では、日本人が議論に弱いのはなぜでしょうか。

西洋には伝統的に、話で人を説得する方法を研究する学問があります。これを修辞学といい、その発祥は古代ギリシャです。民主政が発展したアテネでは、相手を説得して議論に勝つことが市民にとっての関心事でした。この相手を説得するための修辞学を教えていたのが、ソフィストと呼ばれる人々です。修辞学は重要な学問の一つとして、中世にいたるまで盛んに教えられたのでした。哲学や科学が発展すると、修辞学は徐々に学問というよりも話の技術としてとらえられるようになりました。今では修辞学というと、文学の技法という意味合いが強いかもしれません。それでも、西洋の教育では、この「話の技術」が当たり前のものとして教えられてきたのではないかと思います。

一方、日本はどうかというと、昔から自分の主張ができる能力よりも、先生の言うことを聞ける能力・理解できる能力が重視されてきたのではないでしょうか。日本の社会で有用な人材になるためには、組織に忠実に尽くせることが重要であり、またそれが美とされてきました。そんな社会の中で、修辞学的な力は必要ではなかったのでしょう。

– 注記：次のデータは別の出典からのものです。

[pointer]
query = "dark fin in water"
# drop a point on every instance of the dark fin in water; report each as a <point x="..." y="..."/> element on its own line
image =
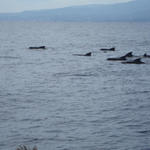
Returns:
<point x="129" y="54"/>
<point x="147" y="56"/>
<point x="87" y="54"/>
<point x="117" y="58"/>
<point x="108" y="49"/>
<point x="136" y="61"/>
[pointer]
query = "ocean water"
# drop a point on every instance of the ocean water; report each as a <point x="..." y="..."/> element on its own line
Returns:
<point x="58" y="101"/>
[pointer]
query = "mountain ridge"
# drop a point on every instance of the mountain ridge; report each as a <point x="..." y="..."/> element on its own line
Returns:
<point x="136" y="10"/>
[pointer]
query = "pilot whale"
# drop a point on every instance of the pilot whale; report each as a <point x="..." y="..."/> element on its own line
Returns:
<point x="39" y="47"/>
<point x="136" y="61"/>
<point x="122" y="57"/>
<point x="146" y="56"/>
<point x="108" y="49"/>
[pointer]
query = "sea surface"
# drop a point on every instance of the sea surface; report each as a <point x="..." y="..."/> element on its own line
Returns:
<point x="58" y="101"/>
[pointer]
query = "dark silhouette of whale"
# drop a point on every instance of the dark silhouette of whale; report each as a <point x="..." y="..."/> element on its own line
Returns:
<point x="122" y="57"/>
<point x="87" y="54"/>
<point x="136" y="61"/>
<point x="39" y="47"/>
<point x="146" y="56"/>
<point x="108" y="49"/>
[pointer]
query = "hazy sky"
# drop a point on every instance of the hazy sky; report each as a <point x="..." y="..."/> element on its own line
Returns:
<point x="21" y="5"/>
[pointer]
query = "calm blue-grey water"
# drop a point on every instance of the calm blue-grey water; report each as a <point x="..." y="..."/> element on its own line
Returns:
<point x="58" y="101"/>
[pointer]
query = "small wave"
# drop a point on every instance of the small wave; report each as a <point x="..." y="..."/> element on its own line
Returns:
<point x="144" y="132"/>
<point x="75" y="74"/>
<point x="8" y="57"/>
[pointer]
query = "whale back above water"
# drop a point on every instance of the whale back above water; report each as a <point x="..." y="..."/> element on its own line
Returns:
<point x="136" y="61"/>
<point x="87" y="54"/>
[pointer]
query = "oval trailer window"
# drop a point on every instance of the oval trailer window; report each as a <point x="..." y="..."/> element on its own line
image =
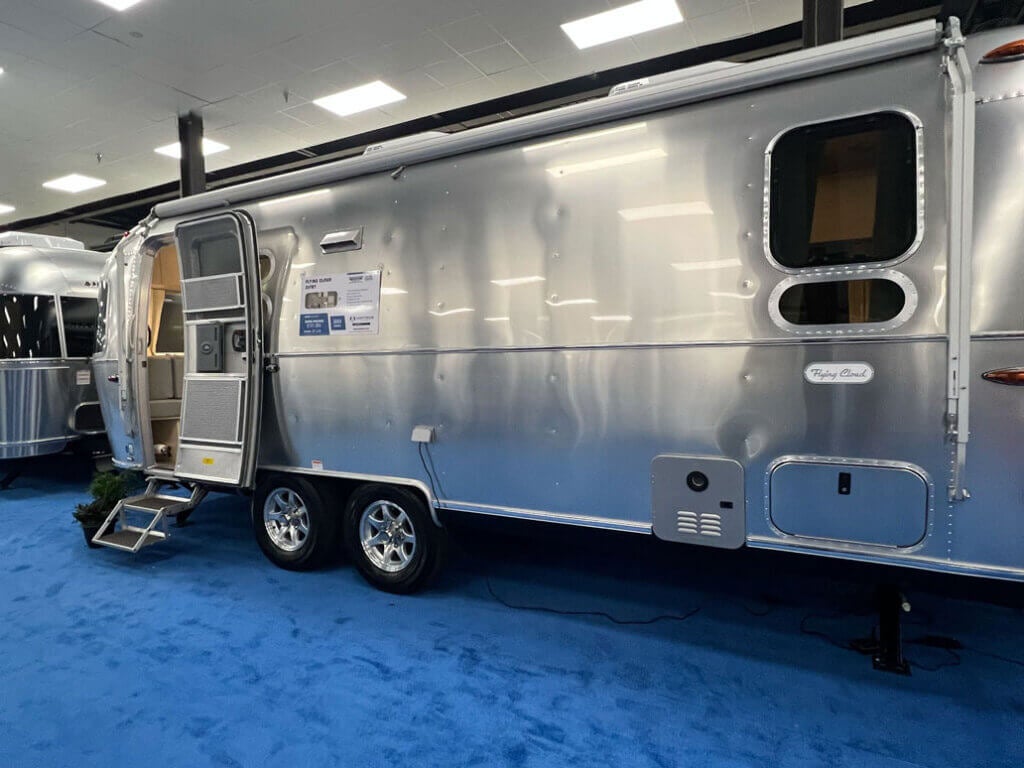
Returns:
<point x="842" y="302"/>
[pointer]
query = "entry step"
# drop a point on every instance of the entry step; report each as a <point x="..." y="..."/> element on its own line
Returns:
<point x="131" y="539"/>
<point x="163" y="504"/>
<point x="121" y="530"/>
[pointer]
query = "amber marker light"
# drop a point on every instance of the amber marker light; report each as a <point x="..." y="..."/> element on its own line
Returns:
<point x="1012" y="376"/>
<point x="1009" y="52"/>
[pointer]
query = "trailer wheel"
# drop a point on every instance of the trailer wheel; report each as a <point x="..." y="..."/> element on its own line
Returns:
<point x="292" y="524"/>
<point x="391" y="539"/>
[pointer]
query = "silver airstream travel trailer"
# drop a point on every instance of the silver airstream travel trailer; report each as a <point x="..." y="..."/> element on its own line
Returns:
<point x="733" y="306"/>
<point x="48" y="311"/>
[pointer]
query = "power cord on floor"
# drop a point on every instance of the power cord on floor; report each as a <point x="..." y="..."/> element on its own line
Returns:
<point x="598" y="613"/>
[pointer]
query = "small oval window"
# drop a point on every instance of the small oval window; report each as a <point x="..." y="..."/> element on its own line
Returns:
<point x="842" y="302"/>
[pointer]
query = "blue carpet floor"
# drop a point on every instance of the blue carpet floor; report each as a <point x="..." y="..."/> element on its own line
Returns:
<point x="199" y="652"/>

明治以降、西洋式の教育を取り入れた後も、修辞学が教えられることはなかったでしょう。それは近代化してもなお、日本社会が話のテクニック的なものを求めなかったからだと思います。日本人が外国人と議論するとき、この修辞学的な素養の欠落が大きなハンデになってしまいます。

 

いま、英語教育の大きな目的は、やはりコミュニケーション能力の育成にあります。この目的に従って、学校では文法やリスニング、スピーキングが教えられています。しかし、日本人が英語スピーカーとコミュニケーションをとるときに大きな壁となるのが、「意見を言える能力」「うまく伝える能力」なのです。ディベートなどの活動も、英語を話せるようになることを目標に取り入れられることが多いですが、もっと「議論をする力」に焦点を当てた教育が行われるべきです。この視点で英語教育を見ることが、何かと問題視されやすい日本人の英語力という問題を考えるヒントになるのではないでしょうか。